Whilst in prison, Pa befriended three men. Haji was a Malay fellow who was eventually released. The Japanese were a lot kinder to the Malays who they viewed as easier to win over with the promise of being freed from colonial rule. The second man, a P.E. teacher was a nephew of a rich car dealer in Prai. He did not survive, for he found the daily portions of half-cooked rice inedible, and gave them to Pa instead. The third was a boy student of Chung Ling High School, from Hat Yai. Pa saved his life.
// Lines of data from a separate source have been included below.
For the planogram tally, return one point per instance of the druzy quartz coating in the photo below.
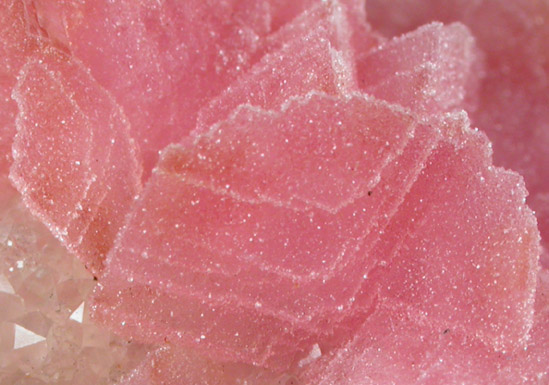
(274, 192)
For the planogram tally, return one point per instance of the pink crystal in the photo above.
(315, 206)
(64, 152)
(514, 94)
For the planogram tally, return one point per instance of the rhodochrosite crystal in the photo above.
(274, 192)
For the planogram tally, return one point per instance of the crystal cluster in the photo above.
(274, 192)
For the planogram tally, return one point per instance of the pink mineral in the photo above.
(69, 135)
(274, 192)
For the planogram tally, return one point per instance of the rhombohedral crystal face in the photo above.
(274, 192)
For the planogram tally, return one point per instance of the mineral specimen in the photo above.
(273, 192)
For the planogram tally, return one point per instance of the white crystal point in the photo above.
(78, 314)
(24, 337)
(313, 356)
(5, 285)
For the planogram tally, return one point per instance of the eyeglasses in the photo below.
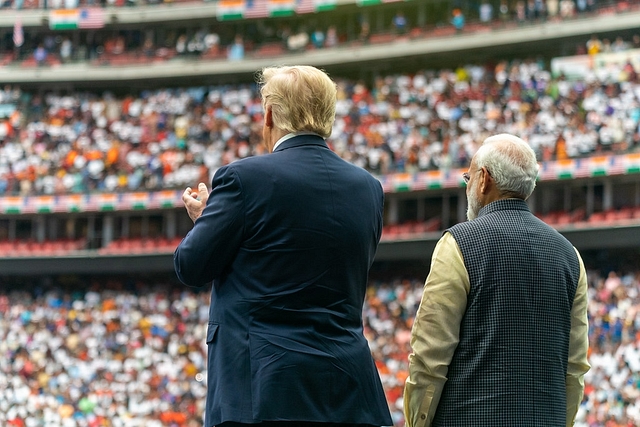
(466, 177)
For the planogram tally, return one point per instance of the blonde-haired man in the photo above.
(287, 239)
Pa was released on April 20th. Actually, he escaped, with just his skin and bones. Very late on the previous night, his name was called out. “Goh Chan Chee! Goh Chan Chee!” the impatient voice bellowed in the prison corridor. That was Pa’s name in the Hokkien dialect. Whilst delirious with fever and mentally fatigued from the unending interrogations, he still had the presence of mind to decide his name would be Wu Zeng Zhi, in Mandarin. It was not a friendly roll call. The voice that hollered his name was impatient and stern, and it was very late at night, nothing good could be got from that. It was more likely a call to join those to be trucked out to an isolated beach somewhere. The next morning, two long queues were being organised by the prison guards. One was much longer than the other. The shorter one had men who looked less stressed, less beaten up. Pa decided he was in the wrong queue. When an important Japanese official arrived and the distracted guards stood to attention, Pa took a few steps to his right and joined the shorter queue. He gestured for the Hat Yai boy to copy him. The boy did not hesitate. To their delight, they soon found themselves lifted up to a lorry for immediate release. To Ma’s delight, the Indian tailor who was renting the front of their shop croaked out the happiest shriek. “He’s in the trishaw! He’s here!” Weakened by cholera and malnourished after 28 days, Pa stumbled into his home, in the safe arms of the Indian man. Pa refused to elaborate on that period of his life. He divulged little and never returned to visit Wesley Church or stepped near Penang Gaol. His story about those 28 days was consigned to the darkness of history. Pa, lest we forget. This is my contribution.